Treatments

Procedure codes are CDA, ADA, or CPT codes used to identify treatment performed.

When adding treatment to a patient’s chart, you must specify information such as a procedure code, the tooth site(s) and surface(s), the treating provider, the status of the procedure, etc.

Treatment that is (or will be) performed at your institution will have one of the following statuses:

  • Planned (P): A procedure that is needed but has not yet been performed.
  • In Progress (I): A procedure that has begun but has not yet been completed (i.e., is completed over multiple visits).
  • Completed (C): A procedure that has been completed by a provider at your institution.

Treatments typically progress in the order of planned (P) > in process (I) > completed (C), however, depending on a provider’s configuration, they may skip one or more of these steps. At any stage, the treatments may be edited or deleted by users that have access to perform that task.

There are two additional statuses used for procedures entered in the EHR module. These procedures are referred to as findings, do not have any associated fees, and do not display in the Transactions module.

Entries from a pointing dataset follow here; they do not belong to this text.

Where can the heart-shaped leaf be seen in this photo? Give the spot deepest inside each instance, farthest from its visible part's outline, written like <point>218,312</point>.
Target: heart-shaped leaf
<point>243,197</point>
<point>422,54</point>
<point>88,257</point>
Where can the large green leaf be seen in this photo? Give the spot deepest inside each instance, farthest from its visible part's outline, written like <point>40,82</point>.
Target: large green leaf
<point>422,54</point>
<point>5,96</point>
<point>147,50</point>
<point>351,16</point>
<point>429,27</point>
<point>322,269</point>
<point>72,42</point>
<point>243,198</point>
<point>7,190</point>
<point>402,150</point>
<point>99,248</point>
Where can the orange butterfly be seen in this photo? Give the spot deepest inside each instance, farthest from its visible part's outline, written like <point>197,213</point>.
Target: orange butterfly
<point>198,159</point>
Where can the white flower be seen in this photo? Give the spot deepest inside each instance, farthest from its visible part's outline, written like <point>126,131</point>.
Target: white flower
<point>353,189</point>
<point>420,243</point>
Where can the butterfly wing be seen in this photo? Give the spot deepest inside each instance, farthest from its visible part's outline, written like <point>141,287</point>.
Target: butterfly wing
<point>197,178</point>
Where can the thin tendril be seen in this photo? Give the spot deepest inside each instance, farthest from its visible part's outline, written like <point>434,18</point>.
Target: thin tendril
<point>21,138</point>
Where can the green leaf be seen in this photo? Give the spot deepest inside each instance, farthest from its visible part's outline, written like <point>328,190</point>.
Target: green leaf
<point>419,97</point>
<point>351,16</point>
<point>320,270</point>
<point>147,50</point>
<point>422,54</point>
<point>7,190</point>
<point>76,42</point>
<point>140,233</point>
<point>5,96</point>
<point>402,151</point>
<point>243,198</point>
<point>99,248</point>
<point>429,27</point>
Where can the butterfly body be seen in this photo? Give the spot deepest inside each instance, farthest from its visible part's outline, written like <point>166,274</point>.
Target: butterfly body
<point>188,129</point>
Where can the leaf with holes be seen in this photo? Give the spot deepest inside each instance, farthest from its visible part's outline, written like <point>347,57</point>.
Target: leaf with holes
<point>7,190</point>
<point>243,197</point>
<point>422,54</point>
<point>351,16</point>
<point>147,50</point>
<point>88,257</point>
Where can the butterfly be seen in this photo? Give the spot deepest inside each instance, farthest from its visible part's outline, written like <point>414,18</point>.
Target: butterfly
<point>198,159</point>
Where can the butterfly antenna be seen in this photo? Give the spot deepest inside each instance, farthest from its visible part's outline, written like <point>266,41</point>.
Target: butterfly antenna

  • Existing (E): This status is used to indicate work performed at another institution and is added to the patient’s record for informational purposes only. Existing treatment can be charted in one of two ways:
    • Enter the procedure code that was likely performed and add to the patient’s record as a finding.
    • Enter the procedure code representing the material present in the patient’s mouth as a finding.
    • Example: A gold crown in the patient’s mouth can be charted using a crown procedure code or a gold material code.

  • Condition (A): This status is used to represent current conditions in the patient’s mouth. They can apply to the position or orientation of a tooth (e.g., a tooth can be rotated distally or partially erupted) or can apply to surfaces on the tooth (e.g., caries).